The physical activity guidelines for Australian adults aged 18 to 64 call for 2.5 to
5 hours of moderate-intensity activity per week or 1.25 to 2.5 hours of vigorous-intensity activity weekly. For the same age group, strength training is recommended at least twice a week
For older adults aged 65 and above, the recommendation is at least 30 minutes of moderate-intensity activity preferably daily plus a range of activities and elderly exercise routines that incorporate cardiovascular fitness, strength, balance, and flexibility.
- Aerobic fitness — For aerobic exercise, there’s a wide variety of options to choose from – brisk walking, jogging, water aerobics, cycling, and even hiking on a trail. If you’re always pressed for time, you work around your busy schedule to incorporate exercise into your day. Here are some excellent examples to get more active at work: take your lunch out to the park and take a brisk walk to and from the office. Skip the lift and take the stairs to your floor. Park the car far from the office or shopping centre entrance so you can add more steps to your walking total for the day. Take a break from sitting at your desk every 30 minutes and move around the office.
At home, you can ditch binge-watching the TV, go outdoors, and play with the whole family instead. Get the kids involved in gardening. For errands, you can walk or ride a bike instead of driving to the supermarket. The possibilities are practically endless.
- Build your strength – For strength training, you can use body weight, free weights, machines, or resistance bands to build strength and endurance. Exercise resistance bands are convenient, allowing you to train using resistance even at home, with no fancy and expensive equipment to buy. Strive to work out all the major muscle groups during each session.

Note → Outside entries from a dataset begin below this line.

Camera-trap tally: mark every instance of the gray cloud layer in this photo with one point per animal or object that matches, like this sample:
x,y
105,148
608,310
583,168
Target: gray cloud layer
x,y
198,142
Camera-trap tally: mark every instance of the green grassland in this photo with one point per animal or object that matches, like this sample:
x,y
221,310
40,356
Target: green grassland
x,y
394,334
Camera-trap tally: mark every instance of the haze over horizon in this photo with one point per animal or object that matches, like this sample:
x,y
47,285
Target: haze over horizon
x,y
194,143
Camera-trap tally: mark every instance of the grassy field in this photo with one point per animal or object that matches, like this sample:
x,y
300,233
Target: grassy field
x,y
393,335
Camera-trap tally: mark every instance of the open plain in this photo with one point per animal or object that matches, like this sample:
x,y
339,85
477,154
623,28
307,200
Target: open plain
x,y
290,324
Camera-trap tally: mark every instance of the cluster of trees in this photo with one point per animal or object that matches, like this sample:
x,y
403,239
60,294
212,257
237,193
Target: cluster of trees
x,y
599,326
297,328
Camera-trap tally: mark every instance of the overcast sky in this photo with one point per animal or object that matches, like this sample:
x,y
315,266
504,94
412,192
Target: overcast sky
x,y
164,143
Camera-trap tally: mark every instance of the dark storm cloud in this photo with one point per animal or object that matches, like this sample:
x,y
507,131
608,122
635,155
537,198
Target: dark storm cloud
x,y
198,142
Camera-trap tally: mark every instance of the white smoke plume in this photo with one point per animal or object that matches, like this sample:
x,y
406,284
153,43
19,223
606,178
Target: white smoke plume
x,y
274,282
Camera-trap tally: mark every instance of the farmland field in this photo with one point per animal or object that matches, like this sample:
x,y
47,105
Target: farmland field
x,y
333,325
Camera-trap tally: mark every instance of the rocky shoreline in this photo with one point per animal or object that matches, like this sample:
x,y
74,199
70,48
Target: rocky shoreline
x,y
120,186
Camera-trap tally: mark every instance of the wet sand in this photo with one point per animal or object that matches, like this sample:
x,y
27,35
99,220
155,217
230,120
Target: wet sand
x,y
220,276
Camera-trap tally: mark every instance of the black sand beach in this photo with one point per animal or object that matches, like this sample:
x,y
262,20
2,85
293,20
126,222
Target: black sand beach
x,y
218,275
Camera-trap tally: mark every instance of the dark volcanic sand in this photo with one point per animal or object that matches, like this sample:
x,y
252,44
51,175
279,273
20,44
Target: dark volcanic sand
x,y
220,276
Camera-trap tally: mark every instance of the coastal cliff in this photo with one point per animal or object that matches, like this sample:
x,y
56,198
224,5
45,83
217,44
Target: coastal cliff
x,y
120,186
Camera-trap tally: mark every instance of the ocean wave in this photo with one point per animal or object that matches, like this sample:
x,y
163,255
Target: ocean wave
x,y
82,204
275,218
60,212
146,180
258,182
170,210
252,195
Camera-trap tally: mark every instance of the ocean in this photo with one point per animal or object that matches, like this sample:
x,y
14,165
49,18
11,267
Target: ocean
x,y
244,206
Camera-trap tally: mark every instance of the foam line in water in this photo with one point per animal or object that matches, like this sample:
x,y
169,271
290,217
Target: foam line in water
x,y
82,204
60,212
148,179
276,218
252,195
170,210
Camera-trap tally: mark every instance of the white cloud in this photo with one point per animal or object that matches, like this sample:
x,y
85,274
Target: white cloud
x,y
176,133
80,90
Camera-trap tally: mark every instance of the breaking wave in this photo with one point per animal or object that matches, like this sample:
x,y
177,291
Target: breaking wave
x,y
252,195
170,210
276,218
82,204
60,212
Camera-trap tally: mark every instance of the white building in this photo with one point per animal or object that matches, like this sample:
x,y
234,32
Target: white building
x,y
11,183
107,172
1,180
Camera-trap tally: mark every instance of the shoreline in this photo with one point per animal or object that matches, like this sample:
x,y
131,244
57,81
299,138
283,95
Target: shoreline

A good exercise band workout routine may include pectoral presses for the chest, lateral raises or presses for the shoulders, bent-over rows for the back, squats for the legs, and bicep curls and triceps extensions for the arms.
- Train for flexibility – Doing a stretching exercise routine for all the major muscle groups is highly recommended to maintain your mobility as well as prevent injuries. To get optimal results, experts advise spending at least 60 seconds for each stretching exercise and holding the stretch for at least 15-20 seconds. Alternatively, you can also get into yoga or Tai-chi as these practices incorporate stretching into their moves.
Start spending less time sitting and more time moving
If you’re ready to leave the comfort of your couch and start exercising, consulting an Exercise Physiologist is a step in the right direction. Our Allied Health Team in Clinic in Elizabeth and all our other locations are always ready to give you an assessment of your functional capacity, prescribe an appropriate exercise program to your health condition and goals, and keep track of your progress. Give our experts a call today at 1300 090 931 to jumpstart your journey toward better health and well-being.
Exercise is too important to relegate to the background when life becomes hectic. Adopt these strategies to incorporate physical activity into your busy day and enlist the help of your Exercise Physiologist. Your body will thank you for taking the extra step to make exercise, not an extracurricular activity but a healthy habit that is part of your life.